2021-05-06 00:21:08:  >>>>>>>>>>>>>>>>>>>>>>>>>>>>>>>>>>>>>>>>>>>>>>>>>>>>>>>>>>>>>>>>>
2021-05-06 00:21:08:  Exception Details
2021-05-06 00:21:08:  ExtendedSocketException -- Connection refused 10.128.2.4:5056
2021-05-06 00:21:08:  SocketException.SocketErrorCode: ConnectionRefused (10061)
2021-05-06 00:21:08:  SocketException.ErrorCode: 111 (Connection refused)
2021-05-06 00:21:08:  Win32Exception.NativeErrorCode: 111
2021-05-06 00:21:08:  Exception.TargetSite: Void DoConnect(System.Net.EndPoint, System.Net.Internals.SocketAddress)
2021-05-06 00:21:08:  Exception.Data: ( )
2021-05-06 00:21:08:  Exception.Source: System.Net.Sockets
2021-05-06 00:21:08:  Exception.HResult: -2147467259
2021-05-06 00:21:08:    Exception.StackTrace: 
2021-05-06 00:21:08:     at System.Net.Sockets.Socket.DoConnect(EndPoint endPointSnapshot, SocketAddress socketAddress
2021-05-06 00:21:08:     at System.Net.Sockets.Socket.Connect(EndPoint remoteEP
2021-05-06 00:21:08:     at System.Net.Sockets.Socket.Connect(IPAddress address, Int32 port
2021-05-06 00:21:08:     at System.Net.Sockets.TcpClient.Connect(String hostname, Int32 port)
2021-05-06 00:21:08:  --- End of stack trace from previous location where exception was thrown --
2021-05-06 00:21:08:     at System.Net.Sockets.TcpClient.Connect(String hostname, Int32 port
2021-05-06 00:21:08:     at System.Net.Sockets.TcpClient..ctor(String hostname, Int32 port
2021-05-06 00:21:08:     at Deadline.Net.PortForwarder.b(Socket bej)

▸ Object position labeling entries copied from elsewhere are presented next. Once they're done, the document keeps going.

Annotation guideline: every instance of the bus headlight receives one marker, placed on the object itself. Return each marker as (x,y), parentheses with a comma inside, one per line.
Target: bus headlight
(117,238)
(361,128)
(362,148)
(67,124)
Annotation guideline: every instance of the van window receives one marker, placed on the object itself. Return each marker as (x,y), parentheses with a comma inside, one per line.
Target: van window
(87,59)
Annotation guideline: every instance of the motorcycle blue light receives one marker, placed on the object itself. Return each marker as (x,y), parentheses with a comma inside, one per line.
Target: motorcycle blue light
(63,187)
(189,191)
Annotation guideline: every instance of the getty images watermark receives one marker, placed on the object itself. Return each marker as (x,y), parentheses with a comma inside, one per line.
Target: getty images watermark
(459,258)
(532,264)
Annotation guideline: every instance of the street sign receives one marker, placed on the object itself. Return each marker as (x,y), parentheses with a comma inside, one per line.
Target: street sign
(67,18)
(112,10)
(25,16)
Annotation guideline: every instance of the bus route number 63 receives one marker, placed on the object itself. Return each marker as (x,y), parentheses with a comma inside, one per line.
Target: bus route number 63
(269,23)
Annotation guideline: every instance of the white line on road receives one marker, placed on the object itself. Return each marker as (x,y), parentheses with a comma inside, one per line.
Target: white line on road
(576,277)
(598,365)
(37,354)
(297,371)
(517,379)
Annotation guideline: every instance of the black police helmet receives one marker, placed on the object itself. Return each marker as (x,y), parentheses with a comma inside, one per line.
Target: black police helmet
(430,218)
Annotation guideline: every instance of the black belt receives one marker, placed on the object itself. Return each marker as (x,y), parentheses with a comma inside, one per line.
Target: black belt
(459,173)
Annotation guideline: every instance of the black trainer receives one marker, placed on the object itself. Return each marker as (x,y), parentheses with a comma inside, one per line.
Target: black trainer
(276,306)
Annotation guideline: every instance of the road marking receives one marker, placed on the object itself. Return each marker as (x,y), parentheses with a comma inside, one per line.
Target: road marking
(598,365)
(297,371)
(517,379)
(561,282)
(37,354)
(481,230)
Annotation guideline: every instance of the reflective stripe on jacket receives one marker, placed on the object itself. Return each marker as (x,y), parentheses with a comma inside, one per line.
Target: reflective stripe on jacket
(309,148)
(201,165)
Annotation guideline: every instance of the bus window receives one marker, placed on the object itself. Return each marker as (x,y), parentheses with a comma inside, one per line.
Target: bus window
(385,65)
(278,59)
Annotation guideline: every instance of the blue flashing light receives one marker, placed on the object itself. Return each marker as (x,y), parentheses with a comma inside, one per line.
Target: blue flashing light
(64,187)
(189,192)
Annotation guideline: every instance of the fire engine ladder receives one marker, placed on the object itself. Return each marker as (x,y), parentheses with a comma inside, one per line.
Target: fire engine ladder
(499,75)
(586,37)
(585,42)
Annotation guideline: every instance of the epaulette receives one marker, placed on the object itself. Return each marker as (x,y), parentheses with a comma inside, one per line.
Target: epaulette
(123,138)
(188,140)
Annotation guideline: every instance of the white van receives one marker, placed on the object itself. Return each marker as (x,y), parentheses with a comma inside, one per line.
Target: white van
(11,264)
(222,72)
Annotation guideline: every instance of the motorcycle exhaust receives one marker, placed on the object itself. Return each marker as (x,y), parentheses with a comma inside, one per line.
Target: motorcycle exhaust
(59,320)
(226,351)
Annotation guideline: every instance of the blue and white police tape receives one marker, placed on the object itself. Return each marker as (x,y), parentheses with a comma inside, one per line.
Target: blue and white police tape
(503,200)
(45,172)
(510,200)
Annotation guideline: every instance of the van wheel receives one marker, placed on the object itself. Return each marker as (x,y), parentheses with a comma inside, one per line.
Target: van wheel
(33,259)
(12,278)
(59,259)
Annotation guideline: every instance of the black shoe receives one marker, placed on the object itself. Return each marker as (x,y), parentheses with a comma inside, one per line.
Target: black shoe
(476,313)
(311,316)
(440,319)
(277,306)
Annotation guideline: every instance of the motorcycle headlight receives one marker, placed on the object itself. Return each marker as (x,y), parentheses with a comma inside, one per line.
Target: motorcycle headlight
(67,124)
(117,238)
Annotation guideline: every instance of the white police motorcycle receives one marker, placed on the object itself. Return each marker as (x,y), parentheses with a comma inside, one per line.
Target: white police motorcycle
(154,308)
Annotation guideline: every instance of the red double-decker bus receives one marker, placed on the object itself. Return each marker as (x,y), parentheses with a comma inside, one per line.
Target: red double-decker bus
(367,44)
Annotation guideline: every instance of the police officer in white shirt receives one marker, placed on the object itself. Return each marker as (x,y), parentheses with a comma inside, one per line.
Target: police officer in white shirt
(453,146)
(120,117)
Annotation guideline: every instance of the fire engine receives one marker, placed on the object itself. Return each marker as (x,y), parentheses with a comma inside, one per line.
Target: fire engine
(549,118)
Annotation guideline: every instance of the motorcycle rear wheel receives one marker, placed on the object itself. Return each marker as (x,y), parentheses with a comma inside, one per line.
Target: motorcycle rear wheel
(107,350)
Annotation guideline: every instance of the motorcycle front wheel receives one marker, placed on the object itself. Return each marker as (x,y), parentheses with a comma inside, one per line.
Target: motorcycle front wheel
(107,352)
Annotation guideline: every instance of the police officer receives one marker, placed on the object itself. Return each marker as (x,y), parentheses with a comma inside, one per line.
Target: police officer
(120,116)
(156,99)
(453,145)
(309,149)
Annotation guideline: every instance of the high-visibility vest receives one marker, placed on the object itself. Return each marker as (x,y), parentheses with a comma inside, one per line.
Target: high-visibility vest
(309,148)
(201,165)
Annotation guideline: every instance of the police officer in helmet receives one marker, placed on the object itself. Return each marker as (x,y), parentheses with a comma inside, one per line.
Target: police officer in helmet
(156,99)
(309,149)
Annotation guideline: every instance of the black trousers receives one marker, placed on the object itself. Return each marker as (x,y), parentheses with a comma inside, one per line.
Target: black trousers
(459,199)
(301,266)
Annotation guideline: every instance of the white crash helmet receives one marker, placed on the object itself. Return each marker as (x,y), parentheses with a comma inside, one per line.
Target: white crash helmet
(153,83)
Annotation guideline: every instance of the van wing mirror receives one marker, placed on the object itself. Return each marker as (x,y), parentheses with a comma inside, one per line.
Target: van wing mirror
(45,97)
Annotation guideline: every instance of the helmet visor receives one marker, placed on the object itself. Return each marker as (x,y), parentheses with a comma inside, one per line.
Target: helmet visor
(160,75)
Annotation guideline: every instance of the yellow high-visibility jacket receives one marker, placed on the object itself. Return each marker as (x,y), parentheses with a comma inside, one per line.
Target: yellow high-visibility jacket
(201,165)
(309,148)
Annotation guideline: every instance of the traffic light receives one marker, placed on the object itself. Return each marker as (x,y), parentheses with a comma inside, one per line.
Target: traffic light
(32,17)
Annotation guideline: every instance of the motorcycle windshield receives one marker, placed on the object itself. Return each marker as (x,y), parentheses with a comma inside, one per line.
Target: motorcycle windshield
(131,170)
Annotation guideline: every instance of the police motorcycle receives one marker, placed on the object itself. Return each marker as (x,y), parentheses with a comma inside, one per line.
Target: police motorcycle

2021-05-06 00:21:08:  <<<<<<<<<<<<<<<<<<<<<<<<<<<<<<<<<<<<<<<<<<<<<<<<<<<<<<<<<<<<<<<<<
2021-05-06 00:21:08:  Port Forwarder (arnold:5056): Client connected to port forwarder.
2021-05-06 00:21:08:  >>>>>>>>>>>>>>>>>>>>>>>>>>>>>>>>>>>>>>>>>>>>>>>>>>>>>>>>>>>>>>>>>
2021-05-06 00:21:08:  Exception Details
2021-05-06 00:21:08:  ExtendedSocketException -- Connection refused 10.128.2.4:5056
2021-05-06 00:21:08:  SocketException.SocketErrorCode: ConnectionRefused (10061)
2021-05-06 00:21:08:  SocketException.ErrorCode: 111 (Connection refused)
2021-05-06 00:21:08:  Win32Exception.NativeErrorCode: 111
2021-05-06 00:21:08:  Exception.TargetSite: Void DoConnect(System.Net.EndPoint, System.Net.Internals.SocketAddress)
2021-05-06 00:21:08:  Exception.Data: ( )
2021-05-06 00:21:08:  Exception.Source: System.Net.Sockets
2021-05-06 00:21:08:  Exception.HResult: -2147467259
2021-05-06 00:21:08:    Exception.StackTrace: 
2021-05-06 00:21:08:     at System.Net.Sockets.Socket.DoConnect(EndPoint endPointSnapshot, SocketAddress socketAddress
2021-05-06 00:21:08:     at System.Net.Sockets.Socket.Connect(EndPoint remoteEP
2021-05-06 00:21:08:     at System.Net.Sockets.Socket.Connect(IPAddress address, Int32 port
2021-05-06 00:21:08:     at System.Net.Sockets.TcpClient.Connect(String hostname, Int32 port)
2021-05-06 00:21:08:  --- End of stack trace from previous location where exception was thrown --
2021-05-06 00:21:08:     at System.Net.Sockets.TcpClient.Connect(String hostname, Int32 port
2021-05-06 00:21:08:     at System.Net.Sockets.TcpClient..ctor(String hostname, Int32 port
2021-05-06 00:21:08:     at Deadline.Net.PortForwarder.b(Socket bej)

osiriswrecks · May 6, 2021, 2:22am

I restarted the Infrastructure and the error went away! I think we can count this one as solved.